L’intervention a chassé environ 85 % des habitants de Gaza de leurs foyers, forçant des centaines de milliers de personnes à se réfugier dans des abris surpeuplés ou des camps de tentes dans des zones de sécurité désignées par Israël et que l’armée a néanmoins bombardées. Le quart de la population de Gaza risque la famine, selon les Nations Unies, alors que les restrictions israéliennes et les violents combats entravent l’acheminement de l’aide.
Ces morts et ces destructions sans précédent ont conduit l’Afrique du Sud à accuser Israël de génocide dans un dossier déposé auprès de la Cour internationale de Justice, allégations qu’Israël a fermement niées et s’est engagé à contester.

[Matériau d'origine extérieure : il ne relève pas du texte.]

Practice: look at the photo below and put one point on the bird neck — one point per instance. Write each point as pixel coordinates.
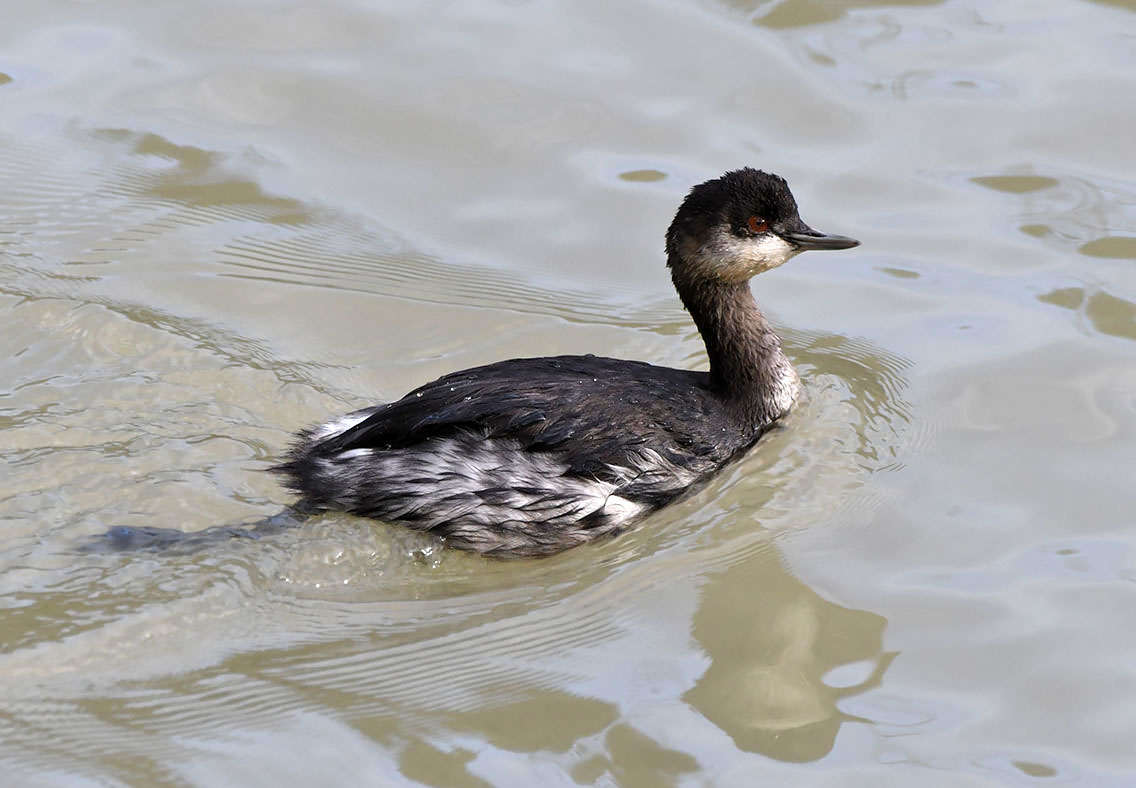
(748, 367)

Pourtant, Israël semble loin d’avoir atteint son objectif d’écraser le Hamas et de restituer les 129 otages encore détenus par le groupe. Plus d’une centaine d’entre eux avaient été libérés dans le cadre d’un accord de cessez-le-feu en novembre.
M. Gallant dit que plusieurs milliers de combattants du Hamas restent dans le nord de Gaza, où les troupes israéliennes combattent les militants depuis plus de deux mois et où des quartiers entiers ont été réduits en ruines.
De violents combats sont également en cours dans le centre de Gaza et dans la ville méridionale de Khan Younès, où les responsables israéliens affirment que la structure militaire du Hamas est encore largement intacte. Yehya Sinwar, le plus haut dirigeant du Hamas à Gaza, et ses adjoints ont jusqu’à présent échappé aux forces israéliennes.
L’Égypte propose un plan
L’Égypte, qui avec le Qatar a servi de médiateur entre Israël et le Hamas, a proposé un plan en plusieurs étapes pour mettre fin à la guerre, dans lequel tous les otages seraient finalement libérés en échange de Palestiniens emprisonnés par Israël.
Israël se retirerait de Gaza et un gouvernement de technocrates palestiniens gouvernerait Gaza et certaines parties de la Cisjordanie occupée jusqu’à la tenue d’élections.
Ni Israël ni le Hamas n’ont accepté le plan dans son intégralité, mais ni l’un ni l’autre ne l’a rejeté catégoriquement.
Une délégation israélienne était au Caire mercredi pour discuter de la proposition, selon un responsable égyptien qui n’était pas autorisé à informer les médias et qui s’est exprimé sous couvert d’anonymat. Le responsable a déclaré que l’assassinat de M. Arouri risquait d’entraver les négociations pendant quelques jours.